The Very Bad Fiscal News for this Year Offsets Improved Revenue Estimates for the Next Biennium

New budget figures from the Wisconsin Legislative Fiscal Bureau (LFB) indicate that Wisconsin is on track to have a $283 million deficit at the end of the fiscal year. That hole is $153 million deeper than what the Department of Administration (DOA) had indicated in November.

Of course, the Fiscal Bureau isn’t predicting that the state will actually finish the fiscal year with a substantial deficit; they are sizing up the amount of red ink that Governor Scott Walker’s administration and state legislators have to eliminate in order to meet the constitutional requirement to have a balanced budget.

On many occasions in 2014, we expressed concerns that state lawmakers were going to have to make painful budget cuts before the end of fiscal year 2014-15 because the tax cuts enacted early last year were based on overly optimistic revenue estimates and because the state was planning to draw down almost all of the anticipated balance. Unfortunately, our fears have proven to be correct, and substantial cuts are now needed to get the budget for this fiscal year out of the red.

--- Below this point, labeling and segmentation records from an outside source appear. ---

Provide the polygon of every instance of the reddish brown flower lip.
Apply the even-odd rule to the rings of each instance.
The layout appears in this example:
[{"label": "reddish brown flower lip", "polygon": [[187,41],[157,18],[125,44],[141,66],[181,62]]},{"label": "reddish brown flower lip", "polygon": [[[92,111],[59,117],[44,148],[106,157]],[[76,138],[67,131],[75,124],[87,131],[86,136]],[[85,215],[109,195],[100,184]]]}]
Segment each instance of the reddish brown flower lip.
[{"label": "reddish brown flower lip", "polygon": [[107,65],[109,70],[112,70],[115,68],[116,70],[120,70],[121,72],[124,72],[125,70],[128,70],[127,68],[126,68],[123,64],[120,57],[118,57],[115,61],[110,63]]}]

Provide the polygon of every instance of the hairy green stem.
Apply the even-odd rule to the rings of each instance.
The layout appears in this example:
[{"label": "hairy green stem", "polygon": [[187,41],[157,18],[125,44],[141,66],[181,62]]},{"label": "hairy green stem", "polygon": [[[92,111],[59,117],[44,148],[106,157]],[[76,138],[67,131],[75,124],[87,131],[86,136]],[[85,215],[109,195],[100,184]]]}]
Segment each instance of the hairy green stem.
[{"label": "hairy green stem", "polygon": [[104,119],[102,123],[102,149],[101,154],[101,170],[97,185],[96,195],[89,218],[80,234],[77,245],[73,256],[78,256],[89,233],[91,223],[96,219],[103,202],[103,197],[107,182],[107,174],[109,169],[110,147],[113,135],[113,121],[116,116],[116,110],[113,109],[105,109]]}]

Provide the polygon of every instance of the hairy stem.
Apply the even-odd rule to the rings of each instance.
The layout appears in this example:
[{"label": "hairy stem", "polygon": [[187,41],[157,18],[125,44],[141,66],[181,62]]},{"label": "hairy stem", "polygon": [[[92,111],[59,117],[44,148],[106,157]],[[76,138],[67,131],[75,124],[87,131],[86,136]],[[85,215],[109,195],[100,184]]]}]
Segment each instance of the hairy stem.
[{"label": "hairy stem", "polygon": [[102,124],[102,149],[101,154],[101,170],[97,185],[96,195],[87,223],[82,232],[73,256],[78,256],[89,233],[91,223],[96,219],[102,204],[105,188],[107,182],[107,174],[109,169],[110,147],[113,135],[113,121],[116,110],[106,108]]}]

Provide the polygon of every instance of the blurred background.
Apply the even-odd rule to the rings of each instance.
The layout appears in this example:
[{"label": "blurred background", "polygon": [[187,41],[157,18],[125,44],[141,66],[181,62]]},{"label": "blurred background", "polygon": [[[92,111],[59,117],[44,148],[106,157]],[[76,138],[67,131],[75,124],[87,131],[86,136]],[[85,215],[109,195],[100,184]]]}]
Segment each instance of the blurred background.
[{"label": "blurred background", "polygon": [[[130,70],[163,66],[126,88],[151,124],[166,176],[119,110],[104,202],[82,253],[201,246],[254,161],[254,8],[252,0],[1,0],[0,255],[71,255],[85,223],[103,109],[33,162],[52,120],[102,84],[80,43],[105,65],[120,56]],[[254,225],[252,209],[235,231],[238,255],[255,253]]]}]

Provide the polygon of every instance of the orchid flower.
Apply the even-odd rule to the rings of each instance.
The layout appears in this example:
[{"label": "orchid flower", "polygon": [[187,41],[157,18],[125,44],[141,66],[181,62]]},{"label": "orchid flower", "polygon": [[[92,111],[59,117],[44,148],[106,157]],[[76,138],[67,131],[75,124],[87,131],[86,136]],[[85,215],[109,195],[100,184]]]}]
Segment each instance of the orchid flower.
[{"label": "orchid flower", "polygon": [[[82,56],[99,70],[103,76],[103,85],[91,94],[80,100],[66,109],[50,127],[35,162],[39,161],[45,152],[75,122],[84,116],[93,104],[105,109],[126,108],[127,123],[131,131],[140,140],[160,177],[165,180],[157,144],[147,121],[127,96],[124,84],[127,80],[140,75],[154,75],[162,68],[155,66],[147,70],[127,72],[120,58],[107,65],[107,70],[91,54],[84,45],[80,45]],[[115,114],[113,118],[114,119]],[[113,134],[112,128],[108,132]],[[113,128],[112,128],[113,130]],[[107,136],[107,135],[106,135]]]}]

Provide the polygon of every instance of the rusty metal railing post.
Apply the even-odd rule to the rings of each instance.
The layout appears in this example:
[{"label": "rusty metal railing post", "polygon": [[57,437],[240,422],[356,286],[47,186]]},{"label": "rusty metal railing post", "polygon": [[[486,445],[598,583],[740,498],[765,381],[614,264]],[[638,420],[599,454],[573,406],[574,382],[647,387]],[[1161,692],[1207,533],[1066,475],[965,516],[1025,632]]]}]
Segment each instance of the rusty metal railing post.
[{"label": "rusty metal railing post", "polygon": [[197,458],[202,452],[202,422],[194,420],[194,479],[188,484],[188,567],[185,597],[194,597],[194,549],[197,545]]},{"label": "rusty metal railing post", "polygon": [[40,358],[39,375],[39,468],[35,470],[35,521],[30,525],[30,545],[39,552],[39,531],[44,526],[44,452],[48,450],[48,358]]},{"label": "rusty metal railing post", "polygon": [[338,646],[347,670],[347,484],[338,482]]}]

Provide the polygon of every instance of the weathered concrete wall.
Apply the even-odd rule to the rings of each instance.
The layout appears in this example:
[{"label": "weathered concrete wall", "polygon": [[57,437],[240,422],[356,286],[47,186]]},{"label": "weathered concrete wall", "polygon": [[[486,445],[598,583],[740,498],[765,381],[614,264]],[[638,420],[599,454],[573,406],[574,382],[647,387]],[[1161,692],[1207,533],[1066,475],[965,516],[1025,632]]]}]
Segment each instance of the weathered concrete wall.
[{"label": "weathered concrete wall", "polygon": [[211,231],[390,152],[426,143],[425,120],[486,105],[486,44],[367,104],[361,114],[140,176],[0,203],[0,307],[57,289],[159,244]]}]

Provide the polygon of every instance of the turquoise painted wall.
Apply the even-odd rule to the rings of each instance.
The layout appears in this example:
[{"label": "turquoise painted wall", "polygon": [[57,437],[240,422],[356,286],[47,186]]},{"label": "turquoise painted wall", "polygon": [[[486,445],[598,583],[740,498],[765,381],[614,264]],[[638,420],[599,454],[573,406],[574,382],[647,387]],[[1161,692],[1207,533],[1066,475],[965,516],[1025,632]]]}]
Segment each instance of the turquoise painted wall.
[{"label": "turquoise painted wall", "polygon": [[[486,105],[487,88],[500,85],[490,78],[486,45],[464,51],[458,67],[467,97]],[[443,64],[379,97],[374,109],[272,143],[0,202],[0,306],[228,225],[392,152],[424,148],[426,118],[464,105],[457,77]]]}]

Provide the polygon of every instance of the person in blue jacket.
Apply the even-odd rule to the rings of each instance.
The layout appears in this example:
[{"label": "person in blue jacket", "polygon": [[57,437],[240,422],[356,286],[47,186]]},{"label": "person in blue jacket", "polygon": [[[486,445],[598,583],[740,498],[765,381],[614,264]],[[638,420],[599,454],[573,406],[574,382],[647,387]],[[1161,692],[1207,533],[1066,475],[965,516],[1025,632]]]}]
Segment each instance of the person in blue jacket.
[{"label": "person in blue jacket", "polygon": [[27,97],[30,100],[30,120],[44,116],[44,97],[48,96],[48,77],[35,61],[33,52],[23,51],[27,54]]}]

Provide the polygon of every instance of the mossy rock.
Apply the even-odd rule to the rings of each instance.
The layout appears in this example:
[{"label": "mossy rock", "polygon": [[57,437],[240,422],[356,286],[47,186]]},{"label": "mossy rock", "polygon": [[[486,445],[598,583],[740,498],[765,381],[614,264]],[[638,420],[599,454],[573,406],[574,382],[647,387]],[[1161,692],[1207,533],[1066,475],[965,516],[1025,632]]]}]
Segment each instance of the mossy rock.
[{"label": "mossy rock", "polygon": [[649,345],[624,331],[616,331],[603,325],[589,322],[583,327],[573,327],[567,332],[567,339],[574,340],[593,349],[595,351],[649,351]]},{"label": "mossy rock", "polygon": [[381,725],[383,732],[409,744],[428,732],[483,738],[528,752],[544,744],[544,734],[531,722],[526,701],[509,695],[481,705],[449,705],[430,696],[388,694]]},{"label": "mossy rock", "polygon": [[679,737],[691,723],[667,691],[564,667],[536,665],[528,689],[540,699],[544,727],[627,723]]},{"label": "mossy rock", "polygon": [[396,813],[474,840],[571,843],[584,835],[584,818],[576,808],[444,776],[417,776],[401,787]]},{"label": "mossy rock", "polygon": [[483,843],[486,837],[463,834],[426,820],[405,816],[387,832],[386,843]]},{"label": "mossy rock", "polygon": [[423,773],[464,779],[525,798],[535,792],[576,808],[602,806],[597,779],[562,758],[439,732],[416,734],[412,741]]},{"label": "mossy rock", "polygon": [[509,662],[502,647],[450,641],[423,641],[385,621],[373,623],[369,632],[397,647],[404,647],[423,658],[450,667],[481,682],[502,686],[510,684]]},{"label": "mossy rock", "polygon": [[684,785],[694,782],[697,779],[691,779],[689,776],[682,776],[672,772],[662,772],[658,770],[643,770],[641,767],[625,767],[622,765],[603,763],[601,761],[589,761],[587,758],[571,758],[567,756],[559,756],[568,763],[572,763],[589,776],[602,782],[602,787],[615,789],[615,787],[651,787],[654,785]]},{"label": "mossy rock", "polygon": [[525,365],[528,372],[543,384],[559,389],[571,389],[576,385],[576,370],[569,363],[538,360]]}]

Over the last two months, the Wisconsin Department of Revenue (DOR) suggested that revenue estimates for the current fiscal year were looking up and would help close the deficit projected in November. Based on those assurances, I was a little more optimistic in a blog post I wrote just a few days ago. However, the new figures from the nonpartisan Fiscal Bureau show slower rather than faster revenue growth, with the projected tax revenue for this fiscal year dropping by $173.5 million relative to the estimates in the November 20th report from DOA. (A DOR letter sent today to the DOA Secretary projects somewhat higher revenue collections this year than the new LFB estimate, but less than what DOR was suggesting earlier this week, when the department continued to indicate that 2014-15 revenue would exceed the November estimate.)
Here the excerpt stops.